P. & M. will be especially interested in the bio/eco/hydro aspects of how decisions made upstream affect the downstream populations.

For the rest of us, it's just a bizarre read that might spark some discussion about stewardship of resources, natural tendencies that people have to discount risks to themselves, etc.

A few sample sentences:

Nearly 80 percent of New Orleans lies below sea level—more than eight feet below in places—so the water poured in. A liquid brown wall washed over the brick ranch homes of Gentilly, over the clapboard houses of the Ninth Ward, over the white-columned porches of the Garden District, until it raced through the bars and strip joints on Bourbon Street like the pale rider of the Apocalypse. As it reached 25 feet (eight meters) over parts of the city, people climbed onto roofs to escape it.

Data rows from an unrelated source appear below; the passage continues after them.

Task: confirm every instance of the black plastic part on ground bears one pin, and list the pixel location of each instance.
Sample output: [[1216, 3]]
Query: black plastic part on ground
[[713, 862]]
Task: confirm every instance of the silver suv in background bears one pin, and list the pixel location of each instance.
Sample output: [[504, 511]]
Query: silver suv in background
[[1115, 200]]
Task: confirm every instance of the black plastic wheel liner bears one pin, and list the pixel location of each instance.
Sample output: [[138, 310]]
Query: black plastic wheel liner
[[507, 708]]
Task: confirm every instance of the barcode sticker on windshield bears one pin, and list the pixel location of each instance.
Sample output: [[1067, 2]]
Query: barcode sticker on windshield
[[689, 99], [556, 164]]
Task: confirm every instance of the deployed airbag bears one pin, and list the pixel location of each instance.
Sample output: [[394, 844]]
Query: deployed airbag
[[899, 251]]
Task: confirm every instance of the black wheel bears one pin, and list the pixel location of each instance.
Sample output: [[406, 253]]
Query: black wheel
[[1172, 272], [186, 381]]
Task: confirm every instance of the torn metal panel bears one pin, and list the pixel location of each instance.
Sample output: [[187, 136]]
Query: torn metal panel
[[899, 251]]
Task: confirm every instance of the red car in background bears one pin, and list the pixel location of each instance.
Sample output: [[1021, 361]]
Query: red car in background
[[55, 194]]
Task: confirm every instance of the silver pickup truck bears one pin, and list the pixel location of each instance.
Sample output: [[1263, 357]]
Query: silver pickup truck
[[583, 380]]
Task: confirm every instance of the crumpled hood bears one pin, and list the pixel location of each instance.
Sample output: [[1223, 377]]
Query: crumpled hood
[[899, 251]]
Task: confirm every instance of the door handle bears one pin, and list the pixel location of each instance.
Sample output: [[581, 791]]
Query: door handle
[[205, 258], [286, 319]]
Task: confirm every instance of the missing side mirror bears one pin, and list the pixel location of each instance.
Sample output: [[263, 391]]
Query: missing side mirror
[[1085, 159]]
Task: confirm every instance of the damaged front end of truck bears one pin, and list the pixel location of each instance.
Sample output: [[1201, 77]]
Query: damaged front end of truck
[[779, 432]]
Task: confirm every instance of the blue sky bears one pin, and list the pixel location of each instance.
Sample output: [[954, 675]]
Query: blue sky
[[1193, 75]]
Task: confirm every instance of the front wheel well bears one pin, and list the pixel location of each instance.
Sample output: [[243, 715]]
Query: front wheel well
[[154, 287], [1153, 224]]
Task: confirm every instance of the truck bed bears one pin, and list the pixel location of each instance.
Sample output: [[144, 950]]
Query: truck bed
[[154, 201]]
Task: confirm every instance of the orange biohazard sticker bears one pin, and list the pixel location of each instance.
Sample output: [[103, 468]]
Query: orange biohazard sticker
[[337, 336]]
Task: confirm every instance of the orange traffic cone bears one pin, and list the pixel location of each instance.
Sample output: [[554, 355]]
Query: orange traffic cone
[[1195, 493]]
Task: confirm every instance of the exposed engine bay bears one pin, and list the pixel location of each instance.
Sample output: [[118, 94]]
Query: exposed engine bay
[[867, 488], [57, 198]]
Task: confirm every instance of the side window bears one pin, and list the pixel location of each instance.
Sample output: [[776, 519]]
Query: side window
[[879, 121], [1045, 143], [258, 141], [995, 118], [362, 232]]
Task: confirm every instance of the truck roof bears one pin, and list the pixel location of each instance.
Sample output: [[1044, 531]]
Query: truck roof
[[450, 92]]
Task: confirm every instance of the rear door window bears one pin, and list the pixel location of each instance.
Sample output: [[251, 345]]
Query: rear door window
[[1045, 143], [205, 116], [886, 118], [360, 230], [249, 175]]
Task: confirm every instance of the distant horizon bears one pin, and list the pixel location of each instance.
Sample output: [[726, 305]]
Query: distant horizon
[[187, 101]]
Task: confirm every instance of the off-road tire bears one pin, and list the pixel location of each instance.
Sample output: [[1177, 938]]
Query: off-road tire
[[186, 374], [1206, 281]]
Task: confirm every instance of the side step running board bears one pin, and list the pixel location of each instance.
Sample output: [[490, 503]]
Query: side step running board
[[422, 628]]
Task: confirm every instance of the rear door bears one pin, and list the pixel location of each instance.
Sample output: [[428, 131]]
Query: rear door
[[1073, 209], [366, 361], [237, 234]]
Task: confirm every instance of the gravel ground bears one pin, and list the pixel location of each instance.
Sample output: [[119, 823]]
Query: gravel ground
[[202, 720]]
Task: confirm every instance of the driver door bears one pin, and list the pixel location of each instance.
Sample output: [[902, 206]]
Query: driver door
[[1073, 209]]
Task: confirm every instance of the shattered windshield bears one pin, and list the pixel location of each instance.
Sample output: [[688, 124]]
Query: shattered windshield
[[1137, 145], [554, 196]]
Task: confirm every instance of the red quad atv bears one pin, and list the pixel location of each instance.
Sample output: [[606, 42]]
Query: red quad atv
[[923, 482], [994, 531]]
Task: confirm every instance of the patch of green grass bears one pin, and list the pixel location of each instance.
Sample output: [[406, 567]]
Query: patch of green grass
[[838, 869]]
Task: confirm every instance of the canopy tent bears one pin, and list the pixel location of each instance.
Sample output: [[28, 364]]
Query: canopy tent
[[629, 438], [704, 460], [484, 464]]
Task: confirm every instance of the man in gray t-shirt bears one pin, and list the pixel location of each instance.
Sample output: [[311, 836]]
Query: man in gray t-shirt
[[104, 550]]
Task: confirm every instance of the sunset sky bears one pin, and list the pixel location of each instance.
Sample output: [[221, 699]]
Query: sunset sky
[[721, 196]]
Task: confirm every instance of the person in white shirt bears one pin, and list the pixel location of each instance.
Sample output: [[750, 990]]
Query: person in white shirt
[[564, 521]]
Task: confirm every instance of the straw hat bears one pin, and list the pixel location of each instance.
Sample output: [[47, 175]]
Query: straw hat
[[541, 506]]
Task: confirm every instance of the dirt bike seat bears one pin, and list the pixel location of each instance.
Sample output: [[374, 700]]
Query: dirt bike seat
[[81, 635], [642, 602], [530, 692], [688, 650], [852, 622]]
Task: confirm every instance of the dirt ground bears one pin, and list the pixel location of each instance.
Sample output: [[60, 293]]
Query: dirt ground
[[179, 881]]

Thousands drowned in the murky brew that was soon contaminated by sewage and industrial waste. Thousands more who survived the flood later perished from dehydration and disease as they waited to be rescued. It took two months to pump the city dry, and by then the Big Easy was buried under a blanket of putrid sediment, a million people were homeless, and 50,000 were dead. It was the worst
natural disaster in the history of the United States.
Above is one of the best photos I've seen regarding the scale of the clean-up involved.